The British and Continental art sale at Olympia Auctions on April 21 included the Tony Bingham collection of pictures of musicians. The LAPADA dealer began dealing in old musical instruments in the mid-1960s and published nine books on the subject.

The 40 paintings of singers, string, wind, and brass players spanning the 17th-20th centuries, were hung in the various premises he occupied – a perfect backdrop to selling historical musical instruments.

Most were the work of competent anonymous artists – some copies ‘after’ well known Dutch or British portraits – but they were chosen for their musical subject matter rather than their great artistic prowess.

The collection was a sell-out with some lots far exceeding what were generally attractive estimates. Pictured here is an ‘18th century Scottish school’ portrait of the famous fiddler and composer Neil Gow (1727-1807) after the painting by Sir Henry Raeburn that hangs in the Scottish National Portrait Gallery. Gow the son of a plaid weaver from Inver in Perthshire, was a largely self-taught but virtuoso musician who enjoyed the patronage of the Scottish aristocracy (particularly the Duke of Atholl and the Duchess of Gordon).

The poet, Robert Burns, visited Gow in 1787 (the year he was painted by Raeburn). He described him as 'a short, stout-built, honest highland figure, with his greyish hair shed on his honest social brow – an interesting face, marking strong sense, kind open heartedness mixed with unmistrusting simplicity’.

This portrait, giving much the same impression, was guided at £400-600 but sold at £4000.

5. Victorian cased birds of paradise – £18,000

Victorian taxidermy birds

Victorian cased diorama of birds of paradise – £18,000 at Tennants.

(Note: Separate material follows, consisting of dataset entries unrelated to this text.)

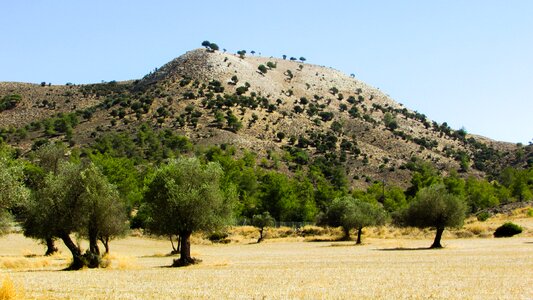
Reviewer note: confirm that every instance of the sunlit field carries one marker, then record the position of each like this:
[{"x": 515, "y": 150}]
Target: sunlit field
[{"x": 281, "y": 268}]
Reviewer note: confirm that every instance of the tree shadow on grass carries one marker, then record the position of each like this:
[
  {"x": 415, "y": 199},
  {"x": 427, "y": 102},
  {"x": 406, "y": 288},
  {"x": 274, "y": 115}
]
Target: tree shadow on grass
[
  {"x": 408, "y": 249},
  {"x": 321, "y": 240}
]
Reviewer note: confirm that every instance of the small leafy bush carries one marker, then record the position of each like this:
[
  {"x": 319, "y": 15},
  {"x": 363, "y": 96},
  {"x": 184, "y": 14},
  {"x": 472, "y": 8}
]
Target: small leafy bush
[
  {"x": 507, "y": 230},
  {"x": 483, "y": 216},
  {"x": 218, "y": 237}
]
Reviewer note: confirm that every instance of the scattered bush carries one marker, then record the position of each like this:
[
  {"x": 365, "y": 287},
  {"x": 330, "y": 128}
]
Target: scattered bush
[
  {"x": 483, "y": 216},
  {"x": 507, "y": 230},
  {"x": 9, "y": 102}
]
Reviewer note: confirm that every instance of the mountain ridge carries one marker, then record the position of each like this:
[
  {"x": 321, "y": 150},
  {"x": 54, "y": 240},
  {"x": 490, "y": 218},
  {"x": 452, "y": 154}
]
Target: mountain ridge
[{"x": 288, "y": 108}]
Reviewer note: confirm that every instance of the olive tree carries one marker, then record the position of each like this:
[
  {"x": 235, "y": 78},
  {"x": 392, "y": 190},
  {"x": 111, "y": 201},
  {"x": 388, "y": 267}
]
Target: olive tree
[
  {"x": 12, "y": 189},
  {"x": 44, "y": 160},
  {"x": 434, "y": 207},
  {"x": 261, "y": 221},
  {"x": 185, "y": 196},
  {"x": 78, "y": 199},
  {"x": 349, "y": 212}
]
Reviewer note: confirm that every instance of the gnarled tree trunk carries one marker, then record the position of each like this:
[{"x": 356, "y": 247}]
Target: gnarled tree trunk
[
  {"x": 359, "y": 232},
  {"x": 185, "y": 251},
  {"x": 105, "y": 242},
  {"x": 438, "y": 236},
  {"x": 50, "y": 247},
  {"x": 346, "y": 232},
  {"x": 93, "y": 255},
  {"x": 260, "y": 235}
]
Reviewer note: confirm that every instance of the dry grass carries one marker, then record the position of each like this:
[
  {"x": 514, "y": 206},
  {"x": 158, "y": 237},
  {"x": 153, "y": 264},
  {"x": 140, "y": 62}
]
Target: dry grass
[
  {"x": 392, "y": 263},
  {"x": 381, "y": 268},
  {"x": 9, "y": 290}
]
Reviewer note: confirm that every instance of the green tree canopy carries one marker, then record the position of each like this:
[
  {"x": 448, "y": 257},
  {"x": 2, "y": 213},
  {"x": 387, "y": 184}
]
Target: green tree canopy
[
  {"x": 185, "y": 196},
  {"x": 77, "y": 199},
  {"x": 349, "y": 212},
  {"x": 434, "y": 207}
]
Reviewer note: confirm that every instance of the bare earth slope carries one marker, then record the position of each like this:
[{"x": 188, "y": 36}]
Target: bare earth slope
[{"x": 292, "y": 108}]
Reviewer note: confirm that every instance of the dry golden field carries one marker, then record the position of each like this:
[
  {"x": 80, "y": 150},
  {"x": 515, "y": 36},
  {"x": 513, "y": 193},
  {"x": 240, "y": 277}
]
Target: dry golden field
[{"x": 285, "y": 268}]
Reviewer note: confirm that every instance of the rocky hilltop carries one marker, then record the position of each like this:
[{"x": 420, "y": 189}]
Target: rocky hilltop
[{"x": 286, "y": 111}]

This Victorian cased diorama of birds of paradise native to New Guinea sold for £18,000 to lead Tennants’ Natural History and Taxidermy sale in Leyburn on April 20. It came from a private source with a guide of £3000-5000.

The case, thought to have been made by famed taxidermist Rowland Ward of Piccadilly, was probably mounted around 1880-90, not long after some of the first scientific expeditions to New Guinea’s West Coast. One of the specimens in this five-glass table display case standing 4ft (1.21m) high is the Paradisaea raggiana first identified in 1873 by the Italian explorer and naturalist Luigi D’Albertis and named after his friend the Marquis Raggi of Genoa.

As early as the 1880s concern was raised regarding the widespread use of exotic bird feathers in the millinery trade. From 1905 to 1920, tens of thousands of birds of paradise ‘skins’ were exported annually to feather auctions held in London, Paris, and Amsterdam.

The sale also included the dispersal of the collection from Kilberry Castle, a baronial tower house in Argyll that has been home to a branch of Clan Campbell for over 450 years. Many of the trophies from the family collection dated from the second half of the 19th century including the Assam water buffalo horns and skull mount which sold for £5800. The adult specimen was taken in Assam, northern India in 1852, its impressive set of horns spanning 5ft 5in (1.66m).